Don Bosco avait beaucoup souffert,
tout au long de sa jeunesse, de l’extrême froideur que manifestaient les prêtres
vis à vis des enfants et des jeunes: cela faisait partie des règles du
savoir-vivre de l’époque. Aussi don Bosco s’était-il juré de remédier à cet
état de fait dès qu’il serait prêtre. En effet, pour combler le retard dans la
formation chrétienne des jeunes, il fallait au contraire épanouir la vie de Dieu
au fond des âmes; et cela, seuls les sacrements de pénitence et de l’Eucharistie
pouvaient le faire.

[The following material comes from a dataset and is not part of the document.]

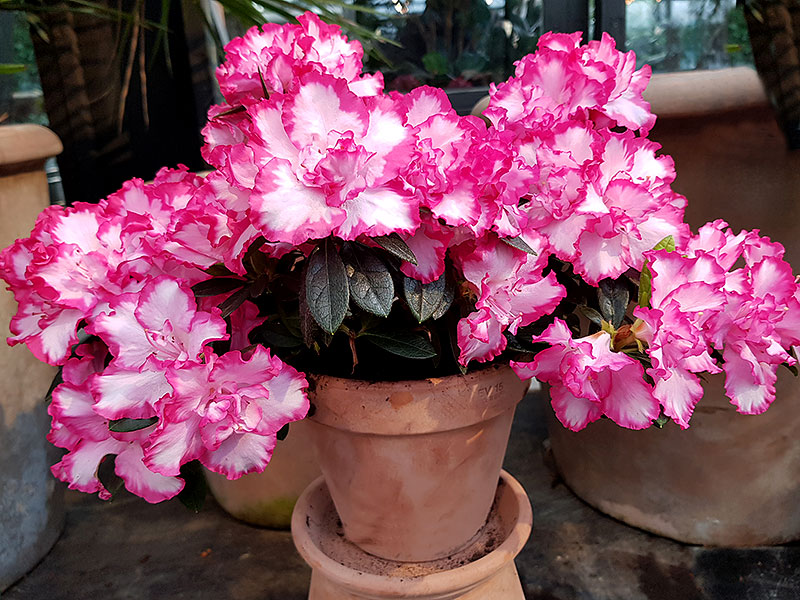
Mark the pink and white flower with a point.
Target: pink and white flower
(226, 412)
(589, 380)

La grande majorité des fils de don Bosco revenait de très
loin: il lui fallait donc donner sans cesse le pardon de Dieu.
Don Bosco confessa partout: d’abord
dans un modeste réduit près de l’Église Saint François d’Assise de Turin, puis
dans les divers lieux où son patronage devait se transporter, dans les bois,
dans les prairies, le long des haies, puis dans le hangar de Mr Pinardi, enfin
dans la chapelle Saint François de Sales, jusqu’en 1868, puis dans l’église
Notre-Dame Auxiliatrice quand elle fut ouverte au culte.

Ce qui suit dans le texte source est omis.